Once it is harvested and dried, it is molded into shape. It can be produced in any shape and does not require to be sewed together as the pieces will glue stick together and dry as one. Kombucha leather does also not require chemical-based tanning, unlike traditional leather.
This material is relatively new to the apparel industry and the tests have revealed that one of its biggest problems is moisture absorption. It softens the material and makes it less durable. It is also known that cold conditions make it brittle. Scoby leather is not suitable for mass production yet as 3-4 week growth interval is too long and the aim is to find ways to grow it faster in lab conditions.
However, the material is 100% bio-degradable unless treated with strong chemicals that make it waterproof.
It is mainly used for making clothes, shoes, and wallets.
It is incredibly exciting how many different leather alternatives are being created and developed these days from plant-based materials that either grow in abundance or are simply a byproduct of another industry. As mentioned at the beginning of the article, the list above is not even exhaustive and there are other very interesting plant-based vegan leather materials still out there (either in the development or production phase).
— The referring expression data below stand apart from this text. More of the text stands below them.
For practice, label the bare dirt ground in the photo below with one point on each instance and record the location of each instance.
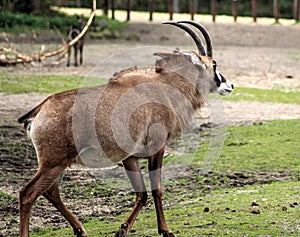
(260, 56)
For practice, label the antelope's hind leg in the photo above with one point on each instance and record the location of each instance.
(53, 196)
(38, 185)
(135, 176)
(155, 165)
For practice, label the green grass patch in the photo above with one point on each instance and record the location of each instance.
(263, 95)
(17, 83)
(271, 145)
(229, 213)
(267, 209)
(45, 84)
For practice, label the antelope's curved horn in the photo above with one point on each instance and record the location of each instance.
(205, 34)
(192, 33)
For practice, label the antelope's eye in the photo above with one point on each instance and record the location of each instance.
(214, 65)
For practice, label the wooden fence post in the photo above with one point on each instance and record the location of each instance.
(171, 9)
(128, 3)
(105, 7)
(192, 8)
(254, 10)
(151, 9)
(113, 9)
(234, 10)
(213, 8)
(296, 9)
(276, 10)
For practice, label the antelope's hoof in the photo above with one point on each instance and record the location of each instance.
(168, 234)
(78, 233)
(120, 233)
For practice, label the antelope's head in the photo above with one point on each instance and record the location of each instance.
(202, 60)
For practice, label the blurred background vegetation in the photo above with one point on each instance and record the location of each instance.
(39, 14)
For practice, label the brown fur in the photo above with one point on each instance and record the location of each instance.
(134, 115)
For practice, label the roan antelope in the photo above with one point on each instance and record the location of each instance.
(73, 32)
(133, 116)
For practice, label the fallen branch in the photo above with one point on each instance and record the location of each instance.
(23, 58)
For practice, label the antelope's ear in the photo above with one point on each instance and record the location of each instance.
(163, 54)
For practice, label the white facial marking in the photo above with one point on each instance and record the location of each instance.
(219, 75)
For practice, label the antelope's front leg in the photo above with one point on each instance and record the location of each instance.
(135, 176)
(155, 165)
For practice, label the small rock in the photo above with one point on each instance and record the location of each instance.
(206, 209)
(255, 211)
(254, 204)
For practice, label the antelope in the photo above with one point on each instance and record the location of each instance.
(78, 46)
(131, 117)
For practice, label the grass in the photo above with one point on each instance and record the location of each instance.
(266, 149)
(263, 95)
(17, 83)
(44, 84)
(269, 147)
(230, 213)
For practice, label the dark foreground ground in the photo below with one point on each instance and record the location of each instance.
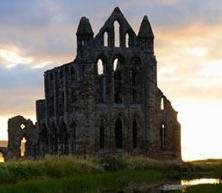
(94, 175)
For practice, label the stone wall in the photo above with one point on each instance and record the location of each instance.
(107, 99)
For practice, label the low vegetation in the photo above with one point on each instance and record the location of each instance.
(90, 174)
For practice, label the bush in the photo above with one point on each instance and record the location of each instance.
(112, 164)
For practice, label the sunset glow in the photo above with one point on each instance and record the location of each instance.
(187, 45)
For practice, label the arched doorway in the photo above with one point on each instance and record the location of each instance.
(101, 137)
(63, 135)
(163, 136)
(134, 132)
(118, 134)
(23, 147)
(2, 159)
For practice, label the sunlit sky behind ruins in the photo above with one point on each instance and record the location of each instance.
(38, 35)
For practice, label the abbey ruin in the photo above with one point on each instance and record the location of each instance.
(105, 101)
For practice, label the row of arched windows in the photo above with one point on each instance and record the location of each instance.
(118, 80)
(118, 131)
(117, 41)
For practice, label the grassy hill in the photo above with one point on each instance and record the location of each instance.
(93, 174)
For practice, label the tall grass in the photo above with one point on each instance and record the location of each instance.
(70, 173)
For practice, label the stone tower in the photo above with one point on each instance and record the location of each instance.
(107, 100)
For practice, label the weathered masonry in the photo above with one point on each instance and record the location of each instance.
(107, 100)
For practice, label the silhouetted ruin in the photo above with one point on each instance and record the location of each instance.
(106, 101)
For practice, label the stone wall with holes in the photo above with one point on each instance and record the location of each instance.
(107, 100)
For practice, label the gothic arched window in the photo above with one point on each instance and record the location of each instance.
(101, 81)
(118, 134)
(116, 34)
(117, 81)
(105, 39)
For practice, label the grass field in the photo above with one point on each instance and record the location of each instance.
(92, 174)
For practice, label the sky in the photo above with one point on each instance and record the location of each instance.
(39, 35)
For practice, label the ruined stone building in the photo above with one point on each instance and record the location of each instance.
(105, 101)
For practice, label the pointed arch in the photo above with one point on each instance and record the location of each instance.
(23, 146)
(116, 26)
(101, 79)
(101, 136)
(134, 133)
(63, 135)
(118, 134)
(162, 103)
(105, 39)
(73, 74)
(72, 137)
(127, 40)
(135, 79)
(163, 136)
(118, 66)
(100, 67)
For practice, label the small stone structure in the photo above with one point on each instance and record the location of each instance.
(106, 101)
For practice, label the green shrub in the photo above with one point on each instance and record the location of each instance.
(112, 164)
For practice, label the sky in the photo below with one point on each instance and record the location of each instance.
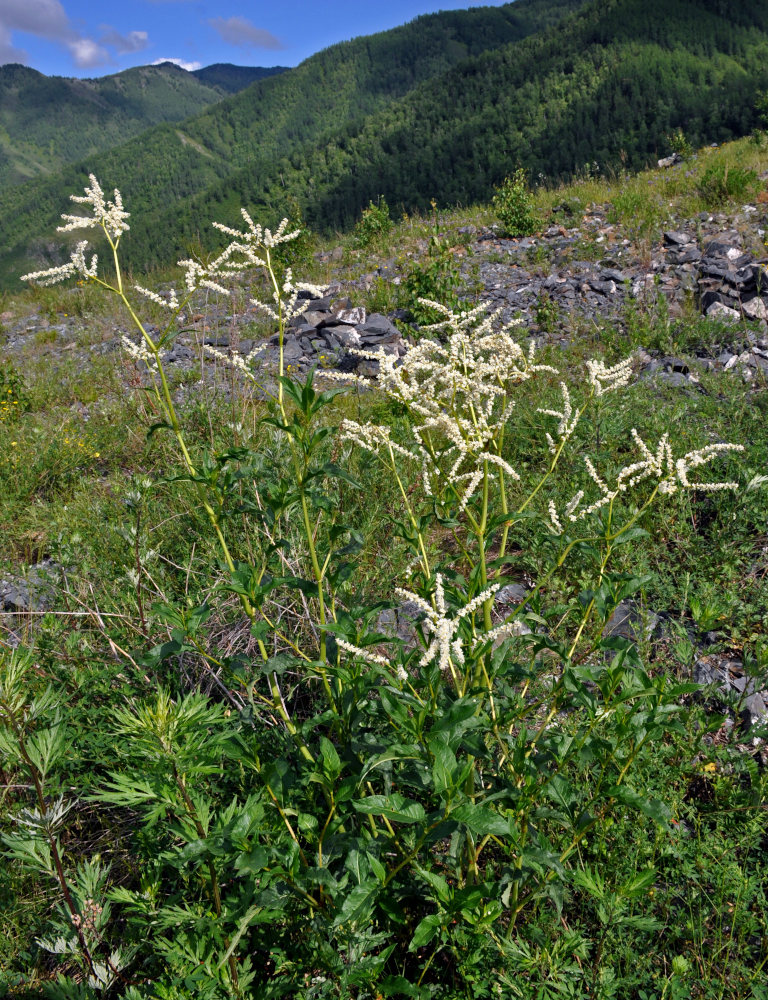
(88, 38)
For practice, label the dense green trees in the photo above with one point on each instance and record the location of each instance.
(601, 81)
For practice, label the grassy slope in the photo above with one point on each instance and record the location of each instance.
(606, 87)
(712, 864)
(47, 122)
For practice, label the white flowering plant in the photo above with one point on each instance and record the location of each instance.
(358, 812)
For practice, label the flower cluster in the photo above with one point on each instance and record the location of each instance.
(458, 393)
(446, 645)
(660, 466)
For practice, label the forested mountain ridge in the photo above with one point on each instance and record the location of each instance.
(603, 82)
(231, 79)
(47, 122)
(606, 86)
(338, 87)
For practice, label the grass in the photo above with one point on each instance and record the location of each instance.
(83, 483)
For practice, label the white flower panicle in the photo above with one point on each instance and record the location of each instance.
(603, 379)
(364, 654)
(458, 394)
(171, 302)
(139, 352)
(77, 264)
(107, 215)
(670, 475)
(568, 420)
(446, 645)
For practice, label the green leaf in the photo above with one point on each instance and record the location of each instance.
(438, 883)
(480, 820)
(358, 906)
(640, 884)
(631, 535)
(333, 471)
(252, 862)
(444, 766)
(425, 931)
(394, 807)
(331, 761)
(654, 809)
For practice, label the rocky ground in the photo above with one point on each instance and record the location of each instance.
(578, 275)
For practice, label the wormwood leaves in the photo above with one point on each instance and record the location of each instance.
(349, 813)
What all plant-based vegan leathers have in common and what they also like to use for advertisement is that they are cruelty-free since no animals have been harmed during the harvest and production process. Now, here the thing I would argue with is that while no indirect harm is being done, there are some plants which cultivation definitely indirectly harms animals thanks to the pesticides and fertilizers used that pollute the soil, water, and air.
However, the main source of plant-based vegan leather is often waste or a by-product that would have otherwise just been burnt or left in landfills. That means they are still very environment friendly compared to animal leather production that requires a lot of land, water, and feed plus toxic chemicals. Livestock also emits a significant amount of methane (greenhouse gas) and the feces pollute the air and waterways putting local communities in danger.
The downside of different vegan leather productions processes (with very few exceptions) is the need to use chemicals (different plastics) that make the end product not bio-degradable, yet improve the quality and durability of the material. Hopefully, with more research and development over the years, this will change and we have both very good and durable plus entirely bio-degradable leather products in the market. The demand is definitely there as more and more end consumers are developing environmentally friendly attitudes and making more and more conscious purchasing choices.